Comparing more than two means

Up until now we only make an inference of one mean, inference of two means, but never more than that. This section want to tell how to make a comparison, inference-based for more than two means.

Screenshot taken from Coursera 00:56

We will use an example of 2010 GSS data where we compare the vocabulary test consist of numerical discrete to self-answered social class, category.The distribution of the samples is unimodal, and slightly left-skewed.For doing the analysis you can first plot a histogram for all the scores, you can do a bar plot to see the frequency of each social class, you can do side-by-side boxplot for category-numerical, and lastly, calculate summary statistics for each of the social class.

Screenshot taken from Coursera 04:42

If we're looking at the three boxplots here, 1 is most likely significant.
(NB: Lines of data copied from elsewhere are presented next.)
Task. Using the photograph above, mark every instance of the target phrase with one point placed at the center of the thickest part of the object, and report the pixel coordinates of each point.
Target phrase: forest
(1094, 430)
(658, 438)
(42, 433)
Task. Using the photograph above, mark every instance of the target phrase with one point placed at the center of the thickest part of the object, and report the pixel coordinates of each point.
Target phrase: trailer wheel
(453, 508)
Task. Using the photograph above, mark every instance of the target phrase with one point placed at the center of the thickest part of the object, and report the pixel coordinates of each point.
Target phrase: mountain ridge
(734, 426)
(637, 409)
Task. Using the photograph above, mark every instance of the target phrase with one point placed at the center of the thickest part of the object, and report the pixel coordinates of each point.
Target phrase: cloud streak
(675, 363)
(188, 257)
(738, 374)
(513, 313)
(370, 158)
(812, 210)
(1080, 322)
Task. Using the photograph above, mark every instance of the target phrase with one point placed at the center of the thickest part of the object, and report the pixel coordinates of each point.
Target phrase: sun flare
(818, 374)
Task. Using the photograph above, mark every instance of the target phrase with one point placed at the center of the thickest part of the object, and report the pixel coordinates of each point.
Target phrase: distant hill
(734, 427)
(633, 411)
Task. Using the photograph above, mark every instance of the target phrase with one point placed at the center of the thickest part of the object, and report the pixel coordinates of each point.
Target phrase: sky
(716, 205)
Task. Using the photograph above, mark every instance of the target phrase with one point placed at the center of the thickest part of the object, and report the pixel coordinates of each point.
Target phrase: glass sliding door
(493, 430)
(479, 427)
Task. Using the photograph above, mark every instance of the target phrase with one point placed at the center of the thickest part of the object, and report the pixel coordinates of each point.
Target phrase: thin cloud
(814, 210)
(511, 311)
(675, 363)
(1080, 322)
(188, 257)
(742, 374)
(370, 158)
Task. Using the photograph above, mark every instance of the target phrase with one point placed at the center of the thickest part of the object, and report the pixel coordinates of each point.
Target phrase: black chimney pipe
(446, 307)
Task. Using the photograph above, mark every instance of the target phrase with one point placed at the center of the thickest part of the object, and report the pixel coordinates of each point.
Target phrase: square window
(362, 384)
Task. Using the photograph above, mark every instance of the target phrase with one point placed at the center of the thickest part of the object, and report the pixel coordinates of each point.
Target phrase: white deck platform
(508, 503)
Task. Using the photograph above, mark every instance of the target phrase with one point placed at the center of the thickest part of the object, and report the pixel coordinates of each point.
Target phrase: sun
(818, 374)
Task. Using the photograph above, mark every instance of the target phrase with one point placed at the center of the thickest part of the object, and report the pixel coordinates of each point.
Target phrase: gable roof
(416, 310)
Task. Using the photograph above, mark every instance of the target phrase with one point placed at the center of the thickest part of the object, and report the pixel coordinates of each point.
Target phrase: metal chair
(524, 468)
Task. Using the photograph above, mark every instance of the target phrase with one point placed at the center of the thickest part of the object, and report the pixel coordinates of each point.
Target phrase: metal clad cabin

Why? Because the IQR is small, and each of them not capturing other means with their IQR. so the means is significantly different in 1. The less likely is plot 2. It's almost no different with their means, and all of them can capture the means of others.

So in this context, we have a questions, "Is there a difference of vocabulary scores between social (self reported) classes?
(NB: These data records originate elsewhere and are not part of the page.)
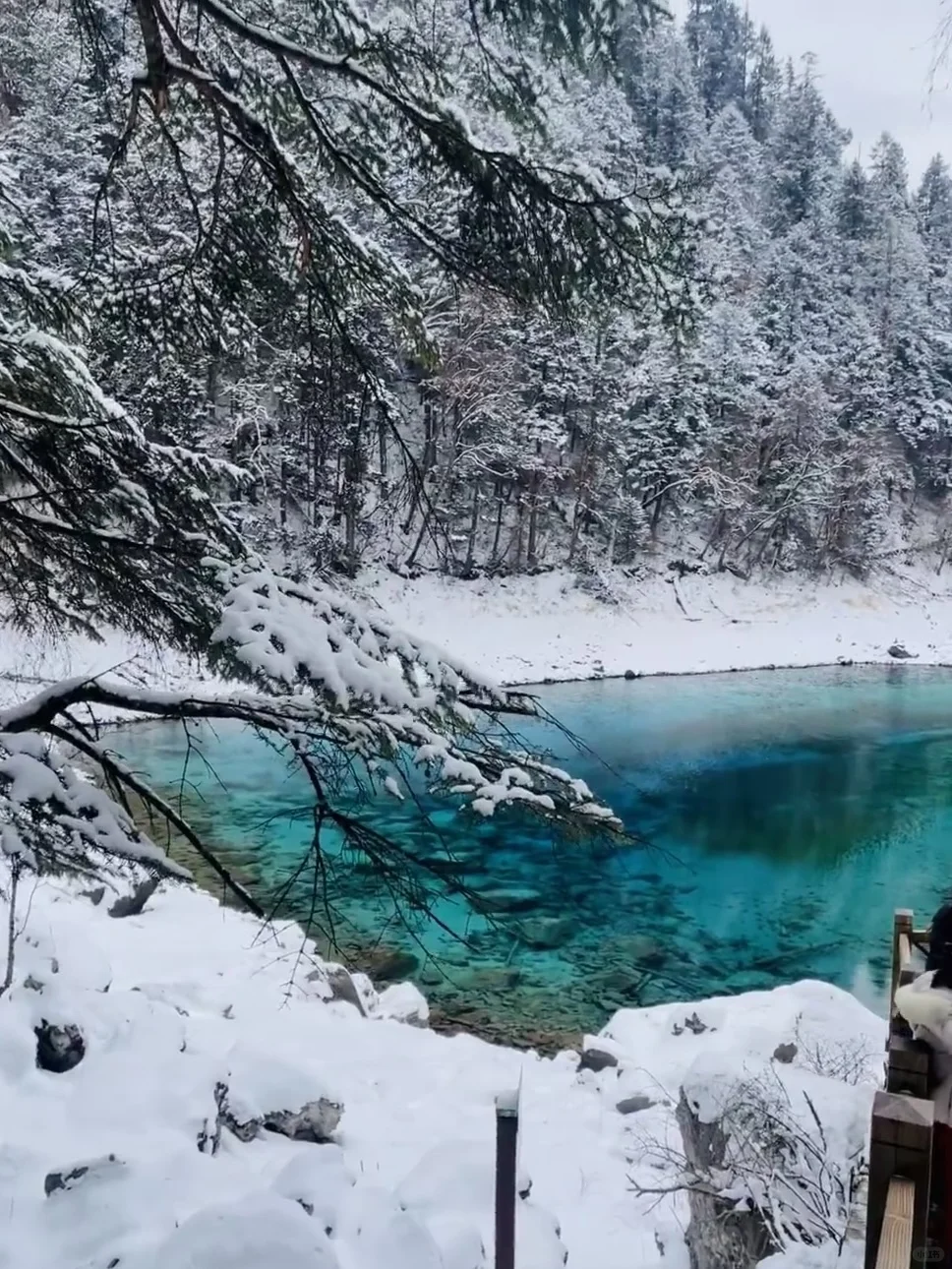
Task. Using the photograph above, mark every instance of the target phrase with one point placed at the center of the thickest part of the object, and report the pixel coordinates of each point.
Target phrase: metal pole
(506, 1147)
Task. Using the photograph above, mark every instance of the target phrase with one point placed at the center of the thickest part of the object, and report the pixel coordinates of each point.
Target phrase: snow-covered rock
(405, 1002)
(198, 998)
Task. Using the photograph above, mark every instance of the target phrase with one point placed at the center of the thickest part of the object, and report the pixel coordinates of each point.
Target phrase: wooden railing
(902, 1133)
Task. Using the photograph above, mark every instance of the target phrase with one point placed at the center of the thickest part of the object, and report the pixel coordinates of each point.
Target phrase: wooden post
(902, 948)
(900, 1145)
(907, 1059)
(506, 1180)
(908, 1066)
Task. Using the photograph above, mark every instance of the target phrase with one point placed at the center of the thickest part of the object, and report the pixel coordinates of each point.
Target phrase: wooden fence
(899, 1199)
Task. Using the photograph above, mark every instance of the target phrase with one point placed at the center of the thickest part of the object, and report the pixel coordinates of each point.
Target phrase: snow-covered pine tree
(103, 525)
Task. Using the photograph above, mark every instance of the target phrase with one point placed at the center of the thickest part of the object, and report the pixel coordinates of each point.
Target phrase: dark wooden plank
(895, 1250)
(903, 1120)
(900, 1145)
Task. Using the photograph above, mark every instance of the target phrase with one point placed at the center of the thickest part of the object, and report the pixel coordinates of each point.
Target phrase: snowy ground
(188, 996)
(523, 630)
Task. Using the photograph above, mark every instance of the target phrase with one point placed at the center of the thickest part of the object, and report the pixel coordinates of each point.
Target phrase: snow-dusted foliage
(268, 169)
(768, 382)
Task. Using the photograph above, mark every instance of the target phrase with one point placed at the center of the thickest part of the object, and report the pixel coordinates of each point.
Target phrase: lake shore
(527, 630)
(549, 627)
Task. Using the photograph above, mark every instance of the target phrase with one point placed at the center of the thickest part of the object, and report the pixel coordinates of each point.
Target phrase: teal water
(787, 814)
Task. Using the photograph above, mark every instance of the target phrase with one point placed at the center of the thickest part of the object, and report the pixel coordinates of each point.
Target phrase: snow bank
(187, 997)
(523, 630)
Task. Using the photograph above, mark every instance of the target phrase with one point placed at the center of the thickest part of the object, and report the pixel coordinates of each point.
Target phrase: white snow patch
(198, 994)
(523, 630)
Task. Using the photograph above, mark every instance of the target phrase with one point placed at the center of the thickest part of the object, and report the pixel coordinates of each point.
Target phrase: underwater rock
(492, 977)
(516, 900)
(899, 652)
(389, 965)
(545, 933)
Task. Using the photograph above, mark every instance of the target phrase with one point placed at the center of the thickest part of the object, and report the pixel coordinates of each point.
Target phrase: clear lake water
(786, 814)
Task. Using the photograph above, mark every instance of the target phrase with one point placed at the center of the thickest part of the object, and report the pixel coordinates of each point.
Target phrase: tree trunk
(474, 530)
(717, 1237)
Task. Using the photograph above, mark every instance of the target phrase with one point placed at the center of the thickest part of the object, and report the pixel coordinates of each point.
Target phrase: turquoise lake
(786, 815)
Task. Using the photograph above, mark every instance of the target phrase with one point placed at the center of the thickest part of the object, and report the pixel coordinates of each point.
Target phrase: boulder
(59, 1049)
(785, 1053)
(253, 1230)
(131, 905)
(719, 1235)
(319, 1180)
(404, 1002)
(341, 988)
(70, 1177)
(315, 1120)
(597, 1059)
(631, 1106)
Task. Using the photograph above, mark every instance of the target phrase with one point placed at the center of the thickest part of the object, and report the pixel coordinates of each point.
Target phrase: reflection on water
(789, 814)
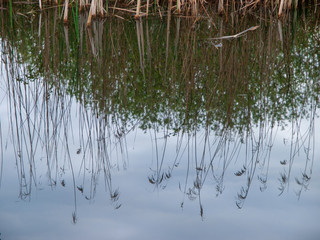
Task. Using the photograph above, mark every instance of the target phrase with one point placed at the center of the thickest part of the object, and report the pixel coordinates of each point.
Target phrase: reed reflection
(222, 100)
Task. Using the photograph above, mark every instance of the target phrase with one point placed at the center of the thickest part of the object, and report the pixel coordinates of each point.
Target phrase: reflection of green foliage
(185, 83)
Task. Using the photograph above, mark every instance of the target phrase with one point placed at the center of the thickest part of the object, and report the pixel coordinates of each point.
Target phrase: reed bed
(155, 76)
(144, 8)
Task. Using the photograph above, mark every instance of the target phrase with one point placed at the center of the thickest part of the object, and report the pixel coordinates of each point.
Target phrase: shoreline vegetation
(143, 8)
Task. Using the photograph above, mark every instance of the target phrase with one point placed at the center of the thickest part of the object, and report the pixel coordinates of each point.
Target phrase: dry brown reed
(99, 8)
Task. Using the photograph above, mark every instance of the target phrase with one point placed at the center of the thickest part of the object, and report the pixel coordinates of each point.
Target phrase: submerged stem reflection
(223, 101)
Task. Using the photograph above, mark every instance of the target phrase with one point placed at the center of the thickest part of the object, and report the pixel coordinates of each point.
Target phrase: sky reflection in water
(139, 170)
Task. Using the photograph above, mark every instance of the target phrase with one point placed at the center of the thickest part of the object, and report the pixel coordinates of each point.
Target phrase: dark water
(154, 130)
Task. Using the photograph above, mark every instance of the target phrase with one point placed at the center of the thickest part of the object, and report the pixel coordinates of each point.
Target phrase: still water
(160, 129)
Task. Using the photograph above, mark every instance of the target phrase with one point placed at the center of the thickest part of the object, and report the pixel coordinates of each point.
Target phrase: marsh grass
(197, 9)
(124, 75)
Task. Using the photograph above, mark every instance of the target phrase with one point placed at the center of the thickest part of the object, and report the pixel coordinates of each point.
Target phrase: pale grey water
(61, 137)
  • To compare means with two groups, we use t or z statistics.
  • To compare means for more than two groups, we use analysis of variance (ANOVA) and use new statistics, F.

Anova

If earlier we use hypothesis test for more than two means, we set the hypothesis test.As always, null hypothesis is the skeptic one. There is no difference going on of means across groups

$$ \mu_\mathbf{1} = \mu_\mathbf{2} = ... = \mu_\mathbf{k}$$

Where $\mu_\mathbf{i}$ mean for outcome in category i,

k = number of groups

The alternative hypothesis is however at least one of them is different from the others. We don't how many of them are different, we don't know which of them is different, all we know is we're only have the probability of at least one of them is different. Recall that probability:

P(at least 1 | 5) = 1 - P(none)**5

Screenshot taken from Coursera 08:42

So, once again if z/t test calculating the difference whether sampling variability or not, in anova we test all of them produce p-value of sampling variability.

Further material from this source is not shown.